1966 differential ID - Pontiac GTO Forum

hopefully that helps a little.


----------



## Jim (Oct 30, 2008)

Well, It makes me feel a little better that it may be the correct rear end. Did you have c-clips on your axles or were the held in with plates at the drums.

Also, I had to change the carrier because the one I had in there would not work with the lower gears. I went from 2.56 to 3.42. I don't understand why anyone would have the 2.56's. Regardless, since I had to change the carrier I went with a posi, better burn outs.

Does anyone have any need for my old gears and carrier?

Let me know.


----------



## geeteeohguy (Feb 2, 2008)

The correct rear end for your car will not have any c-clips for the axles. Pontiac axles are held in at the flange. Again, sounds like you have the "correct" rear end for your car. 2:56 gears came in 6 cylinder Tempests and also in V8 Tempest/leMans/GTO's as an "economy"gear, and also was used in air conditioned cars: lower revs=less engine heat. Great for a Highway cruiser, but not the best for a musclecar. My favorite ratio for both stick and auto GTO's is a 3.23. I have 3.36 gears in both of mine, and they work well all-around.


----------



## Tri-Power (Jan 10, 2008)

Like Jeff said, mine also has the bolt-in flanges. None of that c-clip nonsense for us!


----------



## 67gteeoh (Dec 17, 2008)

Jim said:


> Hey Guys,
> 
> I finally got the correct gears for the rear end locally once I got the old ones out. I used Rukee's method to initially identify what I had in the car (2.56) and it was absolutely accurate (Nice Trick Rukee, thanks)
> 
> ...



I too am changing the gears in my 67 and ran into a similiar problem. I ordered what I thought should be the correct gear set from Randy's which was a 8.2 BOP, 3.36 ratio to replace the 3.90's currently in the car. 
When my mechanic took the rear end apart, he measured the old ring gear at 8.5 with a 30 spline pinion which I believe puts it somewhere in the early 70's. I have not yet run the numbers......that's next. 


So now I'm confused, what I thought was the original rear end in the car turns out NOT to be. I am now suspecting that someone might have changed it with a newer year. 
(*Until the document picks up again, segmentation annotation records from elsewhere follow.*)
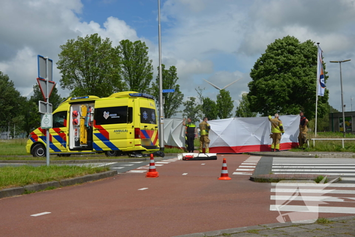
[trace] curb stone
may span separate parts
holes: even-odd
[[[58,181],[51,181],[42,184],[34,184],[26,185],[23,187],[6,188],[0,190],[0,198],[18,196],[23,194],[27,191],[37,192],[45,190],[50,187],[59,188],[67,186],[74,185],[89,182],[98,180],[117,175],[117,171],[109,171],[91,175],[87,175],[79,177],[65,179]]]
[[[246,152],[246,153],[248,155],[255,155],[257,156],[272,156],[272,157],[277,157],[277,156],[282,156],[282,157],[286,157],[286,158],[315,158],[315,155],[312,155],[312,154],[309,154],[309,155],[298,155],[298,154],[292,154],[292,155],[281,155],[279,153],[279,152],[277,152],[277,154],[275,154],[275,152],[270,152],[270,154],[268,153],[256,153],[256,152]]]
[[[0,157],[1,158],[1,157]],[[161,161],[163,159],[162,157],[154,157],[154,161]],[[93,160],[51,160],[52,164],[72,164],[72,163],[109,163],[114,162],[134,162],[134,161],[149,161],[150,160],[150,157],[143,158],[131,158],[127,159],[95,159]],[[46,164],[46,160],[0,160],[0,163],[35,163],[35,164]]]
[[[354,220],[355,216],[340,217],[333,217],[327,218],[331,222],[339,222],[351,221]],[[349,222],[348,224],[353,225],[355,224],[355,221]],[[329,226],[327,225],[329,224],[317,223],[293,223],[292,222],[287,222],[285,223],[275,223],[271,224],[266,224],[263,225],[255,225],[253,226],[247,226],[244,227],[234,228],[232,229],[222,229],[212,231],[194,233],[191,234],[184,234],[182,235],[176,235],[173,237],[222,237],[225,236],[247,236],[246,235],[241,235],[238,234],[246,234],[247,236],[265,236],[265,234],[260,233],[252,233],[247,232],[248,230],[272,230],[277,231],[281,234],[287,234],[294,232],[297,234],[297,236],[309,236],[311,233],[314,233],[313,236],[320,236],[319,234],[316,234],[315,232],[312,232],[313,230],[316,230],[316,227],[321,228],[322,231],[326,232],[327,235],[335,234],[335,233],[329,232],[332,229],[334,229],[332,226]],[[323,227],[321,227],[322,226]],[[308,227],[308,228],[306,228]],[[355,228],[355,227],[353,227]],[[292,228],[292,229],[291,229]],[[297,228],[295,229],[295,228]],[[328,230],[329,231],[328,231]],[[234,235],[233,234],[236,234]],[[277,233],[278,234],[278,233]],[[231,235],[233,234],[233,235]],[[308,234],[308,235],[307,235]],[[355,232],[351,232],[351,234],[346,236],[354,236]],[[281,235],[281,236],[290,236],[290,235]],[[332,235],[335,236],[335,235]]]

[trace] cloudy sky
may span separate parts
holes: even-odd
[[[329,61],[351,59],[342,64],[343,91],[346,111],[351,102],[355,110],[354,0],[160,2],[162,63],[176,67],[184,100],[196,96],[199,86],[216,100],[219,91],[203,78],[223,88],[242,78],[227,89],[234,114],[241,94],[248,91],[256,60],[275,39],[290,35],[321,43],[329,102],[339,110],[339,65]],[[0,71],[24,96],[37,83],[38,54],[53,60],[53,80],[62,97],[68,96],[55,64],[59,46],[94,33],[114,46],[125,39],[146,42],[156,77],[158,0],[2,0],[0,32]]]

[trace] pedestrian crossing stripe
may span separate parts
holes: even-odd
[[[235,170],[236,172],[233,173],[233,175],[253,175],[253,172],[255,170],[256,165],[261,158],[261,156],[250,156],[249,158],[243,161],[238,167],[238,168]]]
[[[292,174],[353,177],[355,176],[355,159],[273,157],[271,172],[275,175]],[[344,180],[353,181],[355,179]]]
[[[355,214],[355,184],[286,182],[272,183],[271,186],[276,186],[270,189],[275,193],[270,195],[270,200],[275,200],[275,204],[270,205],[270,210],[287,212],[280,215],[290,214],[292,217],[296,216],[293,213],[307,212]],[[291,201],[303,201],[303,204],[293,205],[295,203]]]
[[[311,212],[312,209],[318,213],[342,213],[355,214],[355,208],[342,207],[318,207],[304,206],[282,206],[270,205],[270,211],[278,211],[280,212]],[[310,210],[309,209],[311,209]]]

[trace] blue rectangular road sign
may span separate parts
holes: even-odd
[[[169,92],[174,92],[175,89],[167,89],[166,90],[163,90],[163,93],[169,93]]]
[[[38,61],[38,77],[42,79],[46,78],[50,81],[53,80],[53,63],[52,59],[48,58],[48,65],[47,65],[46,58],[43,56],[37,56]],[[48,75],[47,75],[47,67],[48,67]]]

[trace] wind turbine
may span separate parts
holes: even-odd
[[[218,90],[224,90],[224,89],[226,89],[226,88],[227,87],[228,87],[228,86],[230,86],[231,85],[232,85],[232,84],[234,84],[234,83],[235,83],[236,82],[237,82],[238,81],[239,81],[239,80],[241,79],[242,78],[242,78],[242,77],[241,77],[241,78],[239,78],[239,79],[238,79],[238,80],[236,80],[236,81],[234,81],[234,82],[232,82],[231,83],[229,83],[229,84],[228,84],[227,85],[226,85],[226,86],[225,86],[224,87],[223,87],[223,88],[222,88],[222,89],[221,89],[220,88],[219,88],[218,86],[216,86],[216,85],[214,85],[213,84],[211,83],[210,82],[209,82],[208,81],[207,81],[207,80],[203,79],[203,78],[202,78],[202,79],[203,79],[203,80],[204,80],[205,81],[206,81],[208,84],[209,84],[210,85],[211,85],[212,86],[213,86],[213,87],[215,87],[215,88],[216,88],[216,89],[218,89]]]

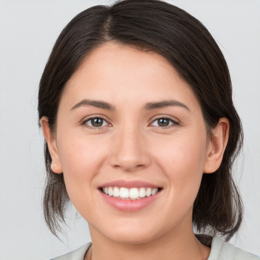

So now it's back to Randy's to re-order the 8.5, hassle with the returns. I'll have to go with a 3.42 since they don't make 3.36's in a 8.5" ring gear.


----------



## Jim (Oct 30, 2008)

*3.42's*

That's what I wound up putting in mine and I love em. I don't know that I want to be running 80 mph with them but 65 to 70 is fine and low end is alot better !!!!!!!


----------



## 67gteeoh (Dec 17, 2008)

Jim said:


> That's what I wound up putting in mine and I love em. I don't know that I want to be running 80 mph with them but 65 to 70 is fine and low end is alot better !!!!!!!


It's a HUGE difference from the 3.90's and I love it!! The car is actually a pleasure to drive now. I do not have a tach so I'm unsure of the RPM at 65-70, but I must say it's alot better.


----------